Solved – Bayesian model selection in PyMC3

bayesianmodel selectionpymc

I am using PyMC3 to run Bayesian models on my data.

I am new to Bayesian modeling but according to some blogs posts, Wikipedia and QA from this site, it seems to be a valid approach to use Bayes factor and BIC criterion to be able to choose what model best represent my data (the one which generate my data).

To compute the Bayes factor, I need the relative likelihood for models I want to compare. It's maybe a bit confuse to me but I think there is two way to get the likelihood (correct me if I am wrong):

  • the algebraic way when model are simple: see Wikipedia example Bayes factor page

  • the numeric way: this is what does PyMC3 with the MCMC algorithms

How can I access to the likelihood and so compare my models in PyMC3? I found model.logp method which according to the doc is the "log probability density function". Can I use that to get the likelihood?

Bonus question: when two models are compared the ratio between both likelihood is computed. What happen if you want to compare several models?

A concrete PyMC3 example would be very helpful!

Best Answer

You can compute the likelihood of a model indeed using model.logp(). As input, it requires a point. For example, the BEST model from the examples directory I can do:

np.exp(model.logp({'group1_mean': 0.1, 
                   'group2_mean': 0.2, 
                   'group1_std_interval': 1., 
                   'group2_std_interval': 1.2, 
                   'nu_minus_one_log': 1}))

Note that this model is using transformed variables, so I have to supply these. You could then take the exp() of that and use it inside a numerical integrator, for example as provided by scipy.integrate. The problem is that even with only 5 parameters, this will be very slow.

Bayes Factors are generally very difficult to compute because you have to integrate over the complete parameter space. There are some ideas to using MCMC samples for that. See this post, and especially the comment section for more information: https://radfordneal.wordpress.com/2008/08/17/the-harmonic-mean-of-the-likelihood-worst-monte-carlo-method-ever/ The case for BIC is unfortunately similar.

If you really want to compute the Bayes Factor, you can also look at the Savage Dickey Ratio test (see e.g. http://drsmorey.org/bibtex/upload/Wagenmakers:etal:2010.pdf), but it's application is limited.

I suppose that you're trying to do model comparison which is a field with many opinions and solutions (some hard to implement, like BFs).

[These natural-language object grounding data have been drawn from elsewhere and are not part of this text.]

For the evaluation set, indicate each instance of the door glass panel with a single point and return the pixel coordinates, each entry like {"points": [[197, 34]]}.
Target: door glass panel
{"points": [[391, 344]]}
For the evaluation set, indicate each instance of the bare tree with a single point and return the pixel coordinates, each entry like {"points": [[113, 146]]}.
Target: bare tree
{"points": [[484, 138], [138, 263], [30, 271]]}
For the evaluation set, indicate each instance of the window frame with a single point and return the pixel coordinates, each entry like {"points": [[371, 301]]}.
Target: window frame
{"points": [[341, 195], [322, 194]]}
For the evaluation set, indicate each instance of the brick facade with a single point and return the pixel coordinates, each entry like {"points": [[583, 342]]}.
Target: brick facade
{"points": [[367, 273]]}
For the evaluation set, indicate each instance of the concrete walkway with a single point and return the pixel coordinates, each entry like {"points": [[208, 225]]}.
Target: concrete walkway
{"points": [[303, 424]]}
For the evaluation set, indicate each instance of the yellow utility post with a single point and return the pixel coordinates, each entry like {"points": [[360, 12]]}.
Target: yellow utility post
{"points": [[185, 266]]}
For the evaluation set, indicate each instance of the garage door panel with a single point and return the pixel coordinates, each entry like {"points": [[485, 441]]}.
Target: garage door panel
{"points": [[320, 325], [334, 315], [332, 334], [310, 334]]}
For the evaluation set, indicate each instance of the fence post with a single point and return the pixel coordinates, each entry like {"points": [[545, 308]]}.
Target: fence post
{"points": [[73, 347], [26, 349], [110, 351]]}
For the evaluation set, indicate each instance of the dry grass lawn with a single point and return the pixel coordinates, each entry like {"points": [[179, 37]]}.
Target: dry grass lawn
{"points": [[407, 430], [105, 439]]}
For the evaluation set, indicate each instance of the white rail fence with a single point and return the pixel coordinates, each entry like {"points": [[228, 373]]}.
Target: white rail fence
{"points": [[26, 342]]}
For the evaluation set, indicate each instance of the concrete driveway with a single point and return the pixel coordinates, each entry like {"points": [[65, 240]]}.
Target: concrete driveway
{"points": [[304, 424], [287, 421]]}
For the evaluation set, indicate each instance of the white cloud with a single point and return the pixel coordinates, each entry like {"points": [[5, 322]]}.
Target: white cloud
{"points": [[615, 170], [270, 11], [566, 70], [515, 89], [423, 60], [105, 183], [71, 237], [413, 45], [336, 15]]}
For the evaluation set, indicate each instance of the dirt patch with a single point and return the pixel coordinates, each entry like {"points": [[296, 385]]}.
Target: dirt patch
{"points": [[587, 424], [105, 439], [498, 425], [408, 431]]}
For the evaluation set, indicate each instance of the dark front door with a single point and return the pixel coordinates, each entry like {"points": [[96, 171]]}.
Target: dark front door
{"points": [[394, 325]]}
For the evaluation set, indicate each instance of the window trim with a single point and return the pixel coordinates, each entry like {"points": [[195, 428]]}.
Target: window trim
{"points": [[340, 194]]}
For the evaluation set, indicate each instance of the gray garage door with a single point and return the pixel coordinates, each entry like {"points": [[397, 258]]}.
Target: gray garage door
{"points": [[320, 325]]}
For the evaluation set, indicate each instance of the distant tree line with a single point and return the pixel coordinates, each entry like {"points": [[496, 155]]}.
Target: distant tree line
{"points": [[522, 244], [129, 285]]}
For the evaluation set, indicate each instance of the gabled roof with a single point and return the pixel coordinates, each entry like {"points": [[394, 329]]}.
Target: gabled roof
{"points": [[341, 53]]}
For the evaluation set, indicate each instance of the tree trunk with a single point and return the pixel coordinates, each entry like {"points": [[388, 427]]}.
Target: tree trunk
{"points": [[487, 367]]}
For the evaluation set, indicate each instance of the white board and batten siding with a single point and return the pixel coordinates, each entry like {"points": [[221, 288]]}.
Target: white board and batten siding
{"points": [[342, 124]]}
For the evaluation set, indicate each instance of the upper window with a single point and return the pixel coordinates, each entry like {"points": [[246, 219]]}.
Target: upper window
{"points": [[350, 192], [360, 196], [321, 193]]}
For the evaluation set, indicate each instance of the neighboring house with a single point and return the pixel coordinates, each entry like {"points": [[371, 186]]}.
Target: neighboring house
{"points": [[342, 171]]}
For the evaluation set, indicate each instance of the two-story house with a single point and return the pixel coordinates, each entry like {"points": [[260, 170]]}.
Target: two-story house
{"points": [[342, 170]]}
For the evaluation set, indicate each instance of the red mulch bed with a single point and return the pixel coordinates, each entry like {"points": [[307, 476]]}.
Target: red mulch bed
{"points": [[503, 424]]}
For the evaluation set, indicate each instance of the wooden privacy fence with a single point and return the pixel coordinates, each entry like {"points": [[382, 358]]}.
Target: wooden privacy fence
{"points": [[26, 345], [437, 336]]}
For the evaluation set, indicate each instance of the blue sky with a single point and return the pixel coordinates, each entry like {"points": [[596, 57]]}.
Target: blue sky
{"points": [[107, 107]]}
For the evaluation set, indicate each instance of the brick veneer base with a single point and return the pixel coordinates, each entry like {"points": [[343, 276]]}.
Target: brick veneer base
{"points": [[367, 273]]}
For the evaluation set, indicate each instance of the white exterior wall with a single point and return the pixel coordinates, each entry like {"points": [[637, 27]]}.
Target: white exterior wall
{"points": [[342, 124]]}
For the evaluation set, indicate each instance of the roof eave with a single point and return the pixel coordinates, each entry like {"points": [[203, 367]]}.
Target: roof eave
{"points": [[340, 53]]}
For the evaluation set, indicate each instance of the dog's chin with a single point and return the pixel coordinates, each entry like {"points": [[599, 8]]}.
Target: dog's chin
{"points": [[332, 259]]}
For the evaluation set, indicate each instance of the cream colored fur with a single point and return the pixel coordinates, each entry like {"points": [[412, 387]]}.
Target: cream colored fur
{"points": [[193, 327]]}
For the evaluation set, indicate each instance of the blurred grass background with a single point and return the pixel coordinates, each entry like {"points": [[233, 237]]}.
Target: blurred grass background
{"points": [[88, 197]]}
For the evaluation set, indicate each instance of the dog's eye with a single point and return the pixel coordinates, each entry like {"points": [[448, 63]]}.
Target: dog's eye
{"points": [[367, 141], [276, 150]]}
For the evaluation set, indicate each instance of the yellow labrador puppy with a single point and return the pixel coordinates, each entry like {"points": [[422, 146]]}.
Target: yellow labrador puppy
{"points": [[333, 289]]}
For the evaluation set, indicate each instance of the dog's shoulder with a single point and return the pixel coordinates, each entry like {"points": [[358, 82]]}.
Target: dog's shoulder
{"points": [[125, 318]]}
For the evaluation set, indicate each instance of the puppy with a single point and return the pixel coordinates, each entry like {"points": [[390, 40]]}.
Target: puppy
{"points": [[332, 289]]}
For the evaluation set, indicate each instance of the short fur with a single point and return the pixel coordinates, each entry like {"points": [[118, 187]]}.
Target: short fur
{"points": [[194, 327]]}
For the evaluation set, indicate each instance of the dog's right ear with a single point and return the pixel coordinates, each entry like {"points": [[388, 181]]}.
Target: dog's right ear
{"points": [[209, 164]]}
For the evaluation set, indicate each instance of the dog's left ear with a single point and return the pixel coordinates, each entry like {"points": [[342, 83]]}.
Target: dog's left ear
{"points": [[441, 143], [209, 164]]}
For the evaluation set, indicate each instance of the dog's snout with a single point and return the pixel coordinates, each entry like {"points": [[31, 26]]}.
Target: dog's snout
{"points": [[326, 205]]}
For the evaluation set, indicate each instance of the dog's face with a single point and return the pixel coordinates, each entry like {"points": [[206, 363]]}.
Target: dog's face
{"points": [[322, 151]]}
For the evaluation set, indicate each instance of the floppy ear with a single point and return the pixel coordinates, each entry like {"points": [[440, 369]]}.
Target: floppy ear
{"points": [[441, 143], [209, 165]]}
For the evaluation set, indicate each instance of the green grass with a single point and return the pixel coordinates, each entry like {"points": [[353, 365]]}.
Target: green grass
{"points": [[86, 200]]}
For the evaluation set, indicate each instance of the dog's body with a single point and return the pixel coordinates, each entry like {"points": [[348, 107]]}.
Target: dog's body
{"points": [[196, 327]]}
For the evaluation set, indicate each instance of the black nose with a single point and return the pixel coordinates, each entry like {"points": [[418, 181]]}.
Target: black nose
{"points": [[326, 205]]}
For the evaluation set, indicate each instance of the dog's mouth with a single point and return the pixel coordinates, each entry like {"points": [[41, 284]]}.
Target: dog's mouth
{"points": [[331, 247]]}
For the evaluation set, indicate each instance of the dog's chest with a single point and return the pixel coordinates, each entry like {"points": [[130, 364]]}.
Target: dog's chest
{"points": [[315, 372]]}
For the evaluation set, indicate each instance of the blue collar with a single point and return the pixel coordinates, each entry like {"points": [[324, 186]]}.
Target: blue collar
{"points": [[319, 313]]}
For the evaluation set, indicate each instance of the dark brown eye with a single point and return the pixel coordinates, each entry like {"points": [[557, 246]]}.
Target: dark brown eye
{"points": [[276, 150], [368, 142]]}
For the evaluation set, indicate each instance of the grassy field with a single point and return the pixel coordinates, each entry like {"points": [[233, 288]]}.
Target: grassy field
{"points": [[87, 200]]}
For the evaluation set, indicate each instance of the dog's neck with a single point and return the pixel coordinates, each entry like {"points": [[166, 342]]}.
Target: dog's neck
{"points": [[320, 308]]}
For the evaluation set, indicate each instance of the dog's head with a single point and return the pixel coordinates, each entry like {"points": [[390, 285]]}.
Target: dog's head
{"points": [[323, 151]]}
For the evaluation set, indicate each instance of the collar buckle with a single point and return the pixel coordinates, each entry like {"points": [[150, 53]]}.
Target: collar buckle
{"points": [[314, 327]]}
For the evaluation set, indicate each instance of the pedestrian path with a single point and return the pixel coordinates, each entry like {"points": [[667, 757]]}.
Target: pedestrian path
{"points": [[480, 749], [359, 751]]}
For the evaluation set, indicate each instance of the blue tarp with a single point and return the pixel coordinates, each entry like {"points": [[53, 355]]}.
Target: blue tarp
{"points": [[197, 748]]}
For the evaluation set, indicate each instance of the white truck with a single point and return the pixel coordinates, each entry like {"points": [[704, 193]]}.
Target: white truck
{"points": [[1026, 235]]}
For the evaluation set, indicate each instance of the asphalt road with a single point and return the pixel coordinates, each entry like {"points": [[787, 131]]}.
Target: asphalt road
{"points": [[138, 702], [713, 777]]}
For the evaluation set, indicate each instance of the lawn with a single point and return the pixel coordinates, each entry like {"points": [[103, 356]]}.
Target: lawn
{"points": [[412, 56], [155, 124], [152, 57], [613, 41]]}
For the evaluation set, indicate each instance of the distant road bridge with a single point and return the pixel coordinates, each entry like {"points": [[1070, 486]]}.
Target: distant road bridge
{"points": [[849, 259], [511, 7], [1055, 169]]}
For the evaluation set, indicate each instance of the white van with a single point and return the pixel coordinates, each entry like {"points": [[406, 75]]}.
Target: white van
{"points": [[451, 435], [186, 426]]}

One measure that is very easy compute is the Deviance Information Criterion. It has its downsides, although some of them can be remedied (see http://onlinelibrary.wiley.com/doi/10.1111/rssb.12062/abstract). Unfortunately we haven't ported the code pymc3 yet, but it'd be pretty easy (see here for the pymc2 implementation: https://github.com/pymc-devs/pymc/blob/895c24f62b9f5d786bce7ac4fe88edb4ad220364/pymc/MCMC.py#L410).

Kruschke favors the approach to just build the full model and let it tell you which parameters matter. You could also build variable selection into the model itself (see e.g. http://arxiv.org/pdf/math/0505633.pdf).

Finally, for a much more complete treatment, see this recent blog post: http://jakevdp.github.io/blog/2015/08/07/frequentism-and-bayesianism-5-model-selection/